On December 22, 2006, Solaris also filed another motion to confirm the arbitration award and direct entry of judgment against Weiner. On March 12, 2007, nearly four months later, Weiner responded to Solaris’s application and moved to stay proceedings pending NASD’s final amendments to the award, or alternatively, to vacate the October 25th arbitration award.

In a single order entered on April 13, 2007, the district court granted Solaris’s motion to vacate the November 1, 2006 order and stayed further proceedings until the NASD panel resolved the motions pending before it, clarifying the scope of its decisions as to which entity or entities the award applies. The court also granted Solaris’s motion to confirm the arbitration award against Weiner. Declining to address whether Weiner’s motion was untimely, the district court found that Weiner failed to show that the arbitrators were guilty of misconduct in refusing to postpone the arbitration hearing, such that the award should be vacated per 9 U.S.C. § 10(a)(3). Because the Sixth Amendment does not guarantee an absolute right to counsel in civil proceedings, the district court concluded that the panel did not abuse its discretion, under NASD Rule 10318, to proceed with the arbitration when Weiner, after due notice, failed to appear at the hearing and claimed to lack counsel. Consequently, the court denied Weiner’s request, and it entered a final judgment against him on April 16, 2007.

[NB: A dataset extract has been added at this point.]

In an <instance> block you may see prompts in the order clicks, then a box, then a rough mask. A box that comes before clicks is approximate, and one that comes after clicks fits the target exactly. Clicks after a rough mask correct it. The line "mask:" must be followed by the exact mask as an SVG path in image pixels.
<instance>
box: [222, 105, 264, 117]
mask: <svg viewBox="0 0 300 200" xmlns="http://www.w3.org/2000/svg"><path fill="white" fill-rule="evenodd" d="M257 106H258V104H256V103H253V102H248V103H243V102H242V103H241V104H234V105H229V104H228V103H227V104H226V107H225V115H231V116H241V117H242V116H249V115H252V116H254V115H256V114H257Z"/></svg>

“On an appeal of a district court’s decision to confirm or vacate an arbitration award, we review the district court’s resolution of questions of law de novo and its findings of fact for clear error.” Rintin, Corp., S.A. v. Domar, Ltd., 476 F.3d 1254, 1258 (11th Cir.2007). Upon careful review of the record and parties’ briefs, we find no reversible error. The district court correctly concluded that Weiner failed to show that the arbitrators were guilty of misconduct. The court also correctly found that the NASD panel did not abuse its discretion in proceeding with the arbitration.

For these reasons, we affirm the district court’s April 13, 2007 order, as it relates to Appellant Weiner.

AFFIRMED. 
      
      . Under 9 U.S.C. § 10(a)(3), the district court may vacate an arbitration award "where the arbitrators were guilty of misconduct in refusing to postpone the hearing, upon sufficient cause shown.”
     
      
      . NASD Rule 10318 provides:
      If any of the parties, after due notice, fails to appear at a hearing or at any continuation of the hearing session, the arbitrators may, in their discretion, proceed with the arbitration of the controversy. In such cases, all awards shall be rendered as if each party had entered an appearance in the matter submitted.
     
      
      . Weiner, Budner, and STG, Inc. had given written consent to be represented in the Solaris arbitration by David J. Feingold, Esq., of Feingold and Kam, LLC. On October 6, 2006, before the final NASD hearing, Feingold was forced to withdraw as counsel for all the respondents because Weiner filed a separate lawsuit against Budner, serving him the day before. The NASD panel held an emergency hearing on the parties’ requests to postpone the arbitration proceedings. Budner appeared, with counsel, and requested postponement as to his liability. Weiner failed to appear, and the panel denied Weiner's request. The panel then conducted an evidentiary hearing on Solaris’s claims, ultimately entering an award against Weiner and STG, Inc.